静かに目を閉じ、喜びを噛みしめるミシェルに今度はリラが尋ねました。
「…ところで、あなた倉庫の中で鏡を片手に何やら呟いていたそうだけどそれは本当?」
「………えっ!」
思いもよらぬリラの言葉に一瞬戸惑ったミシェルでしたが、素直な性格の彼女は正直に答えました。
「………はい。
でも、どうしてそのことを…?」
明らかに動揺して慌てた様子を見せるミシェルにリラはこう言いました。
「そうなの…。メイドのメアリーがたまたま見かけたらしくてね。
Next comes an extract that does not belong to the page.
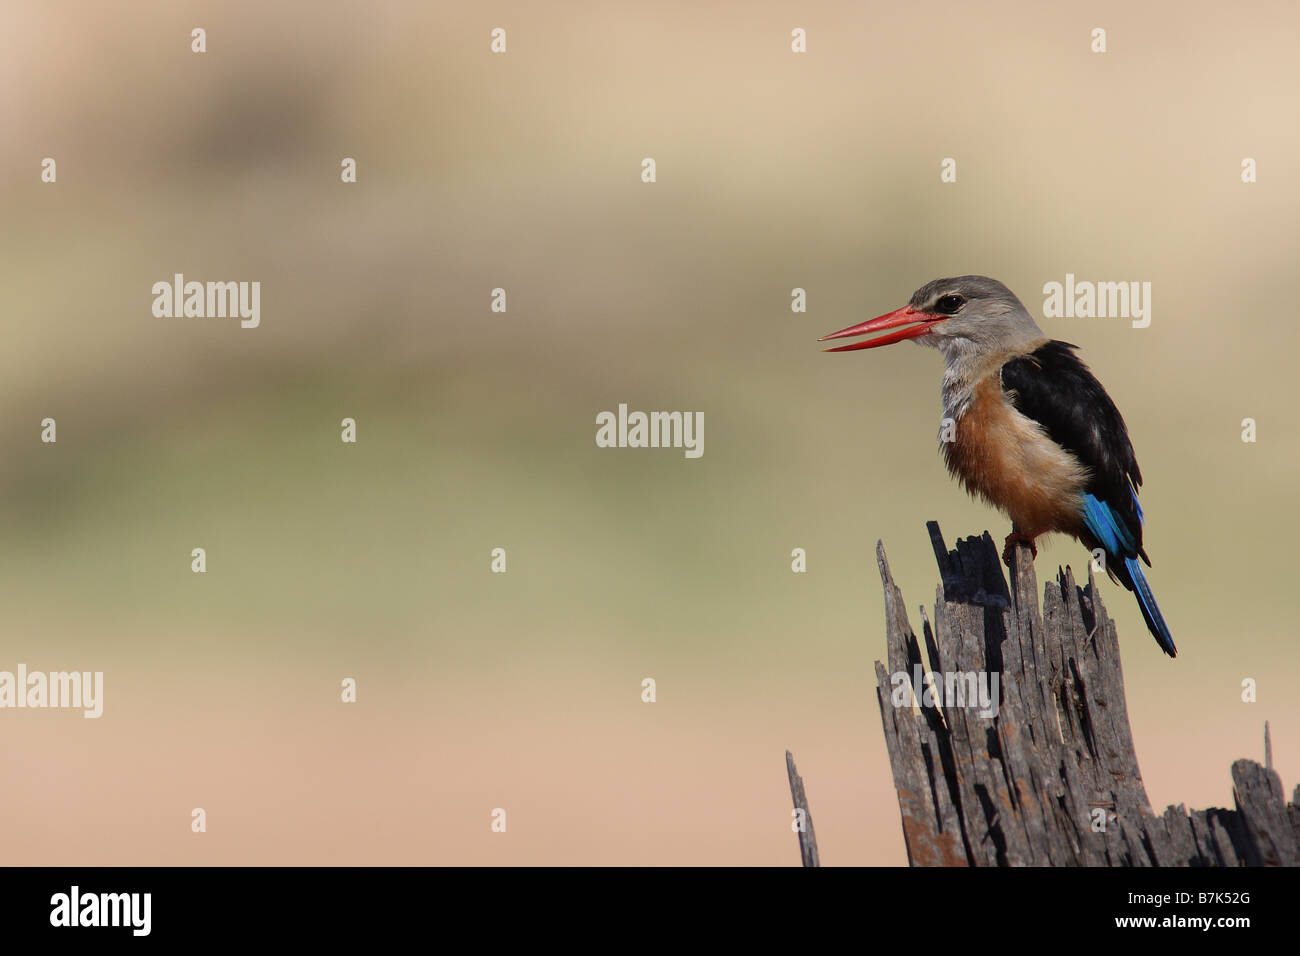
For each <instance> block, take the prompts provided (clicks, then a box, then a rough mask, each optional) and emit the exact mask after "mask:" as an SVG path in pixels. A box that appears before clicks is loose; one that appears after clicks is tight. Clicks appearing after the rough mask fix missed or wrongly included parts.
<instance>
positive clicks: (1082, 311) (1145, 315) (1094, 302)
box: [1043, 272, 1151, 329]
あなた、鏡を相手に一人で会話をするなんて本当に暗い子ね…」
しかし、リラは心の中でこう思っていました。
「……ミシェルめ、我が王家に伝わると言う魔法の鏡を見つけたんだわ!急にお父様があんなことを言い出すなんておかしいと思ったら… それにしてもただの言い伝えだと思っていた魔法の鏡が本当に存在したなんて!これを利用しない手はないわ…!」
不敵に微笑みながらミシェルを見つめるリラ。
その表情はまるで悪魔にでもとりつかれたかのように恐ろしいものでした。
──その日の真夜中
倉庫の中に小さな明かりがありました。
そう、ミシェルの姉・リラの姿です。
「………メアリーの話だと 確かこの辺りのはずだけど…」
蝋燭を手に何やら必死に探しているようです。
「………あったわ!!!」
真っ暗闇の倉庫の中に甲高いリラの声が響き渡りました。
その手には…
そう、あの美しい装飾が施された“魔法の鏡”がしっかりと握りしめられていました。
「…さぁ、鏡の精霊よ!私の声に答えておくれ!!」
鬼気迫るリラの声に応えるかのように眩く光り輝き始める手鏡…
「………おおっ!!!!」
その神々しい輝きに一瞬、顔をしかめるリラでしたが自分を優しく包み込む輝きに感動を抑えきれない様子です。